Ellis Cycles’ Dave Wages continued his tradition of very traditional looking road bikes with all but invisible touches that make them thoroughly modern. This year, he also showed off a fat bike so pretty it’d almost be a shame to get it dirty. Almost. And it won for Best Fillet Brazed Bike. Click through and you’ll see why.
His road bikes received updates, particularly for the newer versions of Di2, and he’s offering some retro tubing options while supplies last. Roll on for pics and details, plus a look at Rich Adams’ collection…
Some of the smoothest joints we’ve seen. Apparently some of the best the judges had ever seen, too.
The Strada is Ellis’ standard road frame design. This white one uses new old stock of Columbus SLX tubing. It’s a thinner diameter, standard gauge tube and is left over from Waterford. For those with a bit nostalgia for premium road bikes from the 80’s, he’s building with it until it runs out. He’s got enough to make only about 25 more bikes. Base price is $2,600 for a frame and fork, which is actually his least expensive bike.
This Strada’s highlight was the paint, which had subtle chainrings masked and painted into the shimmery white sections:
It was also a nice showcase for his dropout process. Stainless used for all bosses and mounts, anywhere metal will contact metal, like the dropouts.
The rear dropouts have an extended section of bare stainless steel where the axle is likely to make contact when inserting the wheel. This eliminates scratched paint anywhere, even if you will rarely ever see this part of your bike.
This Strada showed his updated Di2 routing.
Note the entry point under the top tube, directly below the brake entry point. This makes it all but invisible when the wire’s wrapped alongside the brake cable housing.
The new Di2 front derailleur puts the wire entry on the rear (first gen Ultegra Di2 is on the top front, facing forward). So he moved the wire port around toward the back so it’s all but hidden behind the derailleur.
Rich Adams graduated from Lehigh University with a degree in Materials Science, but eventually followed his passion and started his namesake frame building brand. He also owns a bike shop called Around Town Bicycles.

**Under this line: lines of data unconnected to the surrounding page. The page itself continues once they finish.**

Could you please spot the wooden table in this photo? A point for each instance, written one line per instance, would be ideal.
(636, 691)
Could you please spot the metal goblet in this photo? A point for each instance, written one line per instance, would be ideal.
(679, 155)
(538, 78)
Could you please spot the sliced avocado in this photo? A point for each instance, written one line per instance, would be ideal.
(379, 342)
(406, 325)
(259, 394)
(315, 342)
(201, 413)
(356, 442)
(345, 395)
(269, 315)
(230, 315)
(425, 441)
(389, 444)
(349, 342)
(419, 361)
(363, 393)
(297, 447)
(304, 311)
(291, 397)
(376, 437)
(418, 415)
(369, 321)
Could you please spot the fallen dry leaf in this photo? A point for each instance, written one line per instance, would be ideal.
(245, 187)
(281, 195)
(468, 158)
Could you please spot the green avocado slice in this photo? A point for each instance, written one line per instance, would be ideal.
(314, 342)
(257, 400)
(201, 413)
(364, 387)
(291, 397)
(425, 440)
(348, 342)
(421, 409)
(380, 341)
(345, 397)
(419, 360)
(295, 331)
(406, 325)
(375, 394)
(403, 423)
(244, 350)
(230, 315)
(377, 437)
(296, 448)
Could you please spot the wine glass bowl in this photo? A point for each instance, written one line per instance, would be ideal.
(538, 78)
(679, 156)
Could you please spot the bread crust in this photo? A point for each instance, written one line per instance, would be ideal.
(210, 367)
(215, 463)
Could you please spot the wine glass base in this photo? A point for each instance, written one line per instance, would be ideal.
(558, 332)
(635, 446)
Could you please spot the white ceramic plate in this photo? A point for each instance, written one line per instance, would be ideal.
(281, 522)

The Lehigh Bicycle celebrates his history and the proceeds from the $5,500 ride go back to the university. Frameset is $3,300. It’s made with True Temper OX Platinum tubing and painted by Todd Eroh. Each one will get the customers’ signature and graduation year on the top tube. He also builds complete custom bikes for everything from road to ‘cross to mountain bikes and more. He even lists one as simply “Hipster”. And it’s available with disc brakes. Nice.
His 650B hardtail mountain bike uses double butted chromoly tubing with plenty of Paragon parts.
The direct mount front derailleur attachment option is rather nice and improves tire clearance for up to 2.4 rubber.
His “Shop Bike Cycle Truck” runs the secondary top tubes straight under the front rack, supporting the load and keeping it separate from the steering.